Capitalize only the first word, proper nouns, and common abbreviations. (this applies only to shorter article length works, if a monograph, use book title rules).

Proper nouns include personal names, business names, place names, product names, etc.,

For documents with a named author:

  1. Author last name author initial(s); Organization Name or Government Department. Document/report title. URL. Publication/Effective/Updated Date. Access Date.
  1. Smith TF; Interprofessional Education Collaborative.

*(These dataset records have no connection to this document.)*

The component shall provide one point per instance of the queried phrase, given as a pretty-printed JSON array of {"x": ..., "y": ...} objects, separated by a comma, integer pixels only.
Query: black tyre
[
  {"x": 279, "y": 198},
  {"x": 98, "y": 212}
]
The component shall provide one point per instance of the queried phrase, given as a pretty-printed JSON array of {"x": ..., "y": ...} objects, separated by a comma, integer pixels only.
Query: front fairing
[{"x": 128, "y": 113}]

Core competencies for interprofessional collaborative practice. https://nebula.wsimg.com/2f68a39520b03336b41038c370497473?AccessKeyId=DC06780E69ED19E2B3A5&disposition=0&alloworigin=1. Updated 2016. Accessed March 28, 2019.

 

For documents without a named author:

  1. Organization Name or Government Department. Document/report title. URL. Publication/Effective/Updated Date. Access Date.
  1. Interprofessional Education Collaborative. Core competencies for interprofessional collaborative practice. https://nebula.wsimg.com/2f68a39520b03336b41038c370497473?AccessKeyId=DC06780E69ED19E2B3A5&disposition=0&alloworigin=1. Updated 2016. Accessed March 28, 2019.

UpToDate recommends that UpToDate topics should be cited as chapters in an ebook entitled UpToDate.

Authors

Follow author rules on Reference List tab.

Titles

The name of the UpToDate topic is capitalized in the same manner as journal article titles, capitalize the first word, proper nouns and abbreviations.

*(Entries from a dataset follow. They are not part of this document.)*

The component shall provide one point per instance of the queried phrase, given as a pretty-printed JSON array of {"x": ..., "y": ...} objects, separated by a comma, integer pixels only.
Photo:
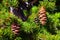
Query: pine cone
[
  {"x": 42, "y": 15},
  {"x": 15, "y": 28}
]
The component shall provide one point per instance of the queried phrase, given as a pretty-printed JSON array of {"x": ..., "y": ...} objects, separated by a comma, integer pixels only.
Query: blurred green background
[{"x": 30, "y": 30}]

Dipeptidyl peptidase 4 (DPP-4) inhibitors for the treatment of type 2 diabetes mellitus.

 

  1. Author last name author initial(s). Topic title. In: editor last name editor initial(s), ed(s). UpToDate,  Publication Place: UpToDate; Publication Date (last update date for topic). URL. Accessed date.
  1. Dungan K, DeSantis A. Dipeptidyl peptidase 4 (DPP-4) inhibitors for the treatment of type 2 diabetes mellitus. In: Nathan DM, Mulder JE, eds. UpToDate, Waltham, MA: UpToDate; 2016. www.uptodate.com. Accessed May 2, 2016.

 

Authors

Follow author rules on Reference List tab.

Cochrane Review Titles

Capitalize only the first word, proper nouns, and common abbreviations.

Proper nouns include personal names, business names, place names, product names, etc.,

For example:

Use of Harvey® the Cardiopulmonary Patient Simulator in physician assistant training.

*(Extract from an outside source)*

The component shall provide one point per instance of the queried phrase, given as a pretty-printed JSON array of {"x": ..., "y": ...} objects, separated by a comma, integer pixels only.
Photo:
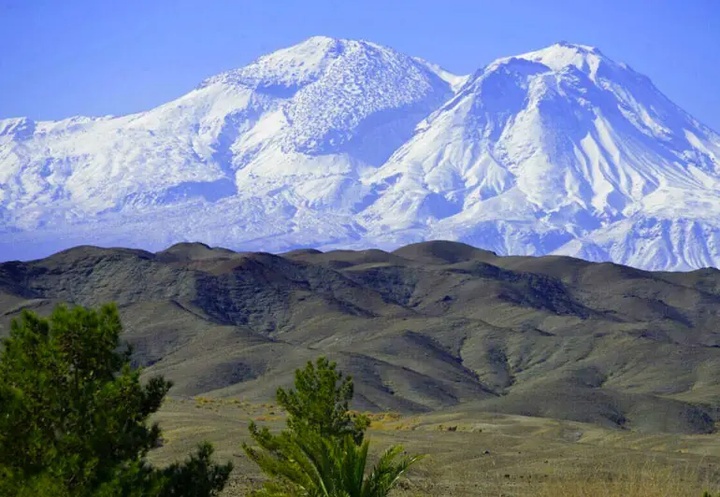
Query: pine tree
[{"x": 74, "y": 414}]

Cochrane Library Abbreviations

Much like journal titles, Cochrane Library databases are abbreviated and italicized. 

Cochrane Library contains 6 databases

  • Cochrane Database of Systematic Reviews
  • Cochrane Register of Controlled Trials
  • Database of Abstracts of Reviews of Effects
  • Cochrane Methodology Register
  • Health Technology Assessment Database
  • NHS Economic Evaluation Database

The Cochrane Database of Systematic Reviews is abbreviated as follows:

                   Cochrane Database Syst Rev

All other Cochrane Databases will need abbreviations created for them as they are not in the NLM Catalog. Follow the rules at the link below to create these abbreviations.

Cochrane Review Example
  1. Author last name author initial(s). Review title. Cochrane Database Syst Rev Publication Year; (Issue Number): Article Number [begins with CD]. DOI or URL.

 

  1. Smith TM, Jones FJ. Blood group identification. Cochrane Database Syst Rev 2009; (4): CD1089425a. www.cochranelibrary.com/CD1089425a.